# locust breeding enclosures... show me yours



## lil_jo84 (Sep 6, 2008)

Hey all, well i've decided i'm going to try and breed my own locusts cos I will have quiet a few mouths to feed in the next few months and am finding it hard to get hatchling sized locusts. 

Can peps please post pics of their set-ups so i can hve nice idea of what to aim for... so far i'm thinking glass viv with false bottom to put sand containers in. Heated by light from above and heatmat to one side. Plus some egg flats and branches. Does this sound ok?

Jo


----------



## zon3k (Jun 7, 2009)

im building mine later on today, what you suggested so far seems ok and pretty similar actually
dont forget you will need a fair few boxes to seperate different sizes, ill be using 4-5


----------



## lil_jo84 (Sep 6, 2008)

zon3k said:


> im building mine later on today, what you suggested so far seems ok and pretty similar actually
> dont forget you will need a fair few boxes to seperate different sizes, ill be using 4-5


yeah i've got several enclosures for them already cos i currently buy in a varitey of different sizes to feed my various size leos and BD. So i'll have one for hatchlings, one for small/med and one for med/large then the viv for the adults


----------



## forteh (Feb 9, 2009)

Thats my breeding box, the front acrylic sheets slide upwards for access, the mesh floor means that any crap falls through and can be hoovered up without any problems. Anything smaller than 4th instar can get through the mesh though so generally I only put 5ths upwards in there. The lamp is on 7:30-21:30 dimmed down to give a temp on the mesh of about 85*F with hotter basking spots on the sticks. The middle wall has a hole through to the smaller compartment.
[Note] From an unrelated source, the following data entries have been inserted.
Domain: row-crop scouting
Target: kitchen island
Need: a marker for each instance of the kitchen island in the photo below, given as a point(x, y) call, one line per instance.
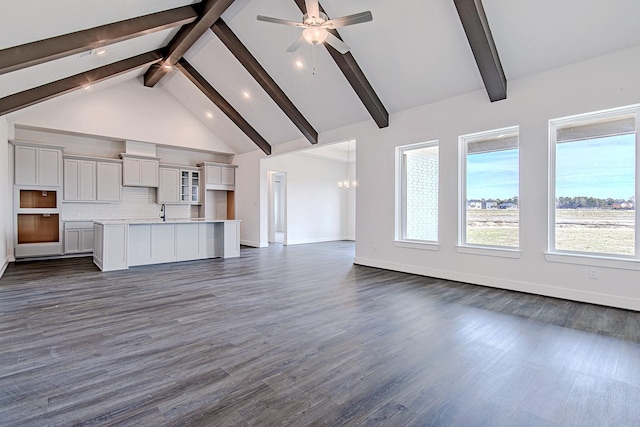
point(120, 244)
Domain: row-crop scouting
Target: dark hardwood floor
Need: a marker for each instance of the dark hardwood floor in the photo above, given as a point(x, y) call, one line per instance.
point(300, 336)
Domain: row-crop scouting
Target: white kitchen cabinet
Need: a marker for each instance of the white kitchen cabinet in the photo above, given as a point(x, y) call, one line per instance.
point(231, 239)
point(79, 180)
point(228, 176)
point(163, 243)
point(110, 246)
point(140, 171)
point(178, 185)
point(90, 180)
point(219, 176)
point(190, 186)
point(168, 185)
point(78, 237)
point(109, 181)
point(38, 165)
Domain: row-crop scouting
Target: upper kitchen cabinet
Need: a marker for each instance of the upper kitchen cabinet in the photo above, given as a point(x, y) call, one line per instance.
point(38, 164)
point(140, 171)
point(169, 185)
point(179, 185)
point(92, 180)
point(79, 180)
point(109, 181)
point(219, 176)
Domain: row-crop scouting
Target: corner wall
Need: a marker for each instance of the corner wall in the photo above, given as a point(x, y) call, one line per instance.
point(596, 84)
point(315, 206)
point(5, 206)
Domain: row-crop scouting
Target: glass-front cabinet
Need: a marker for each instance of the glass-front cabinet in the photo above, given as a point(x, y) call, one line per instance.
point(189, 186)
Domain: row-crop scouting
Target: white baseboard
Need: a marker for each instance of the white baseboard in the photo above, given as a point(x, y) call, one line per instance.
point(512, 285)
point(314, 240)
point(250, 243)
point(5, 264)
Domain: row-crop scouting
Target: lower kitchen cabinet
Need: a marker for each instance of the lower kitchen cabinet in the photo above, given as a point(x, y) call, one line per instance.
point(78, 237)
point(119, 245)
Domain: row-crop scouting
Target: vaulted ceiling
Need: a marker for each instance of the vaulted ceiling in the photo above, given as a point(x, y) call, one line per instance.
point(239, 81)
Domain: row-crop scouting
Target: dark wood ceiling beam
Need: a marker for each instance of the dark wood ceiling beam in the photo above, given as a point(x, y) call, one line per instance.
point(185, 38)
point(484, 49)
point(215, 97)
point(356, 78)
point(26, 55)
point(42, 93)
point(251, 64)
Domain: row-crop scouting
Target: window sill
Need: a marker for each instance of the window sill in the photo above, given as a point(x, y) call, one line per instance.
point(415, 244)
point(594, 260)
point(495, 252)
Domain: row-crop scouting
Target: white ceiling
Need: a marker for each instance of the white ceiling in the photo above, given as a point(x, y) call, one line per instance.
point(414, 52)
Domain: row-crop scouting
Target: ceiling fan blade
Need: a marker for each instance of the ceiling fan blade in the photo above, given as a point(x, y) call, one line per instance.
point(313, 9)
point(337, 44)
point(296, 44)
point(343, 21)
point(280, 21)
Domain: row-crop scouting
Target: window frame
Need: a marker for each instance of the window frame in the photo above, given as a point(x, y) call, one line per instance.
point(582, 257)
point(474, 248)
point(401, 199)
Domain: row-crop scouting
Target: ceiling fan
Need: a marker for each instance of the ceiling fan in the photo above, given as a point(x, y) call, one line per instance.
point(316, 24)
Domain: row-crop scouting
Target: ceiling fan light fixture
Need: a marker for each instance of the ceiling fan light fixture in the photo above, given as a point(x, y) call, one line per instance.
point(315, 35)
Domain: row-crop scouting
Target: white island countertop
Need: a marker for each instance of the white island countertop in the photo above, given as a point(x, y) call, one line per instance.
point(160, 221)
point(123, 243)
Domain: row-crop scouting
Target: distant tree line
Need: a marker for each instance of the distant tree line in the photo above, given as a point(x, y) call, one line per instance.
point(593, 203)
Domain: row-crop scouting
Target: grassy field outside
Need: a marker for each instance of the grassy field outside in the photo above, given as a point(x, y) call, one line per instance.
point(582, 230)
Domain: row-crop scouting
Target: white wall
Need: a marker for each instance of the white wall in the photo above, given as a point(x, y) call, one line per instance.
point(5, 206)
point(127, 111)
point(314, 204)
point(249, 198)
point(600, 83)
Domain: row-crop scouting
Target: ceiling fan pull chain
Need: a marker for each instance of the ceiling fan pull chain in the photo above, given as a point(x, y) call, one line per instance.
point(313, 59)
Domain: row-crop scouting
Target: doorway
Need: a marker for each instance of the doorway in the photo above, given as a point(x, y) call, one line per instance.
point(277, 207)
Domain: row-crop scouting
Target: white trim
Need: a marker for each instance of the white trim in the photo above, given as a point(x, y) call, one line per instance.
point(590, 258)
point(415, 244)
point(594, 261)
point(400, 186)
point(497, 282)
point(463, 142)
point(7, 260)
point(251, 244)
point(313, 240)
point(489, 251)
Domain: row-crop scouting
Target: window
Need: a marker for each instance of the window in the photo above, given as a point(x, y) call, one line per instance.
point(417, 213)
point(593, 184)
point(489, 188)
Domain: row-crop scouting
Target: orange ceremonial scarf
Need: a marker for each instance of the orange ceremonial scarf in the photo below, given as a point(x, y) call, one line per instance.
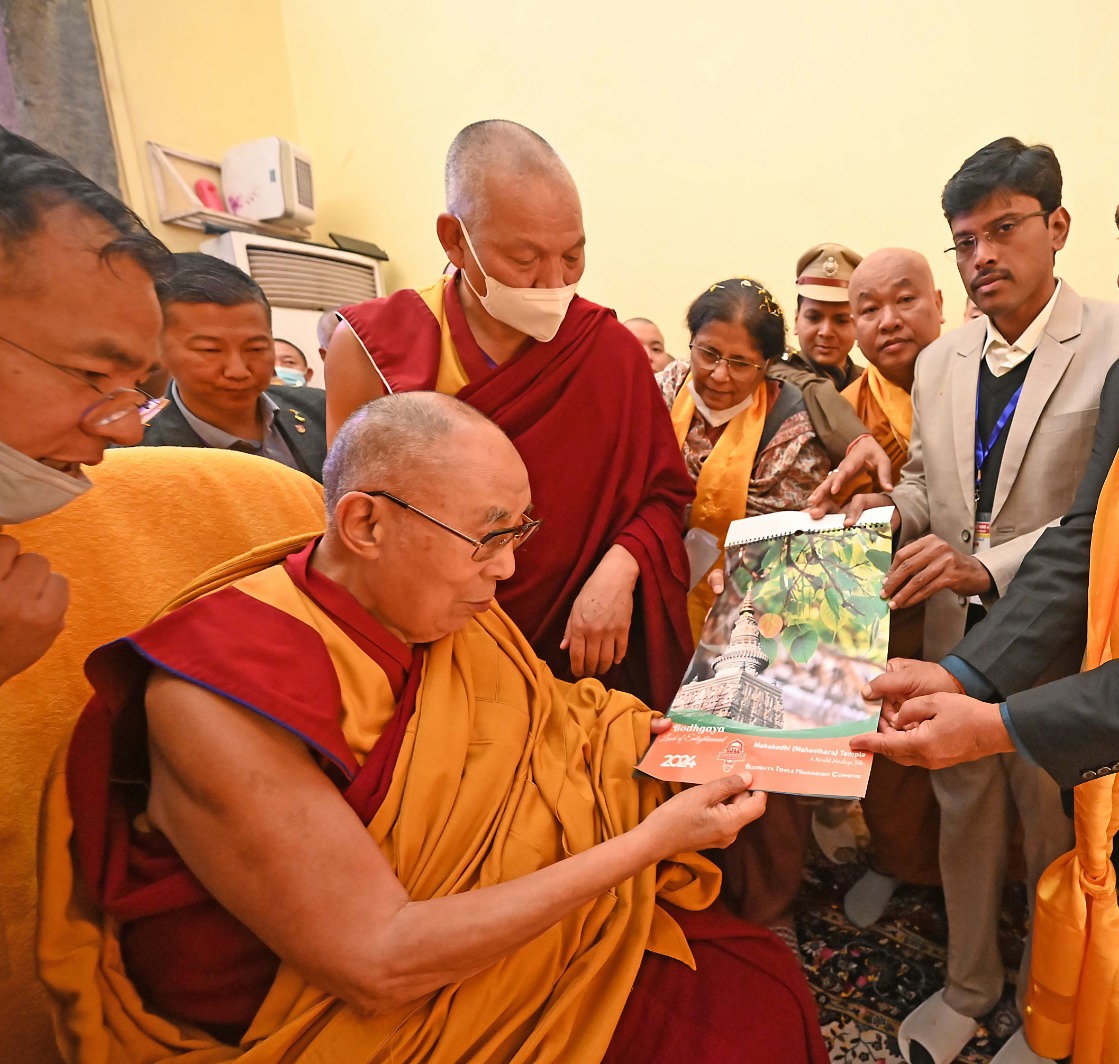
point(1073, 1000)
point(502, 770)
point(723, 487)
point(886, 410)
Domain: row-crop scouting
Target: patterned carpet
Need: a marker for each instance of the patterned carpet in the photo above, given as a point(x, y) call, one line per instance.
point(866, 981)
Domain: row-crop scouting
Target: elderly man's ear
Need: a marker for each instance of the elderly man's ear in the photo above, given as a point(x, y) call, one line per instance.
point(449, 231)
point(359, 524)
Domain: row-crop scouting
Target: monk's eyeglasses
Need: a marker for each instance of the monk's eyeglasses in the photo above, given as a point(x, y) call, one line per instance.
point(490, 545)
point(113, 406)
point(1000, 233)
point(736, 367)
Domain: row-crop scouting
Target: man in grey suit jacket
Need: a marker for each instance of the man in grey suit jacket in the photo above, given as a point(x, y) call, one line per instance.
point(1004, 413)
point(1069, 726)
point(218, 348)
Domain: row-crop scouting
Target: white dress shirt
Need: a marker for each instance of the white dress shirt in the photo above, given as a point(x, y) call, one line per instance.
point(1003, 356)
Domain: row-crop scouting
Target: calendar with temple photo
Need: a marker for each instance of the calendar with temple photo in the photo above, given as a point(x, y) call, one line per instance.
point(774, 687)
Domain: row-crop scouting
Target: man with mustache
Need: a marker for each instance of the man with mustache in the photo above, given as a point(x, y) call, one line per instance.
point(218, 348)
point(1004, 412)
point(80, 326)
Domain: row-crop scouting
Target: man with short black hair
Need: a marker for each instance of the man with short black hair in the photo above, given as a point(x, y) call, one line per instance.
point(1016, 394)
point(292, 368)
point(219, 351)
point(78, 330)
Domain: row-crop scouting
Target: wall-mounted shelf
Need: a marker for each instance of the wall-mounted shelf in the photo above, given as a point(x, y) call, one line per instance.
point(175, 173)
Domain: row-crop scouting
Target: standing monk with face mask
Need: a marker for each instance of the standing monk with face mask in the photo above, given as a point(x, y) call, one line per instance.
point(602, 592)
point(78, 328)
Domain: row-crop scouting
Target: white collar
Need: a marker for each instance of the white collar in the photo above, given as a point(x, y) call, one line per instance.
point(1003, 356)
point(720, 417)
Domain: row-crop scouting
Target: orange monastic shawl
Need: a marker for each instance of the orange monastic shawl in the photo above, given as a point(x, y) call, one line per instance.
point(502, 770)
point(1073, 1000)
point(724, 481)
point(887, 411)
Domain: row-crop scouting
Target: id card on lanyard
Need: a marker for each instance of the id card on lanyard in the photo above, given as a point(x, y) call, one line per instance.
point(981, 540)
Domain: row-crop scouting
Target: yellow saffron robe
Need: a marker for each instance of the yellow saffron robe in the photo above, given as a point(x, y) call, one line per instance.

Ive recent restructured it so now the adults are only in the larger section, Ive closed the hole up with a flap made from that black plastic netting, this allows me to put food in through the flap without any escapees.

The smaller side has been converted into a nursery for freshly hatched hoppers (I found out that the slots in faunariums are big enough for them to crawl out of). There is a 16W exoterra heatmat in the bottom which is on 24/7, there is a layer of eggtray ontop which gives a platform at 85*F where I can keep cricket tubs of hatchlings. Its important to keep the hatchlings warm otherwise they die pretty easily.

Once the hatchlings are above 1st instar they can be put into a faunarium and kept as normal.

My incubator is a seperate polybox with a heatmat/eggtray setup in the bottom, keeps the lay pot at about 80*F which produces hatchlings in about 14 days.


----------



## cd78 (Jun 24, 2009)

wow! good work!


----------



## serpentsupplies (Sep 4, 2009)

though not the breeding site- when i went to a large well known locust breeder they basically kept them in massive cubes without lids. then each cube had a spot lamp on it. just a room with about 60 cubes in. each cube being 3ftx3ft. bloody hot- bloody expensive


----------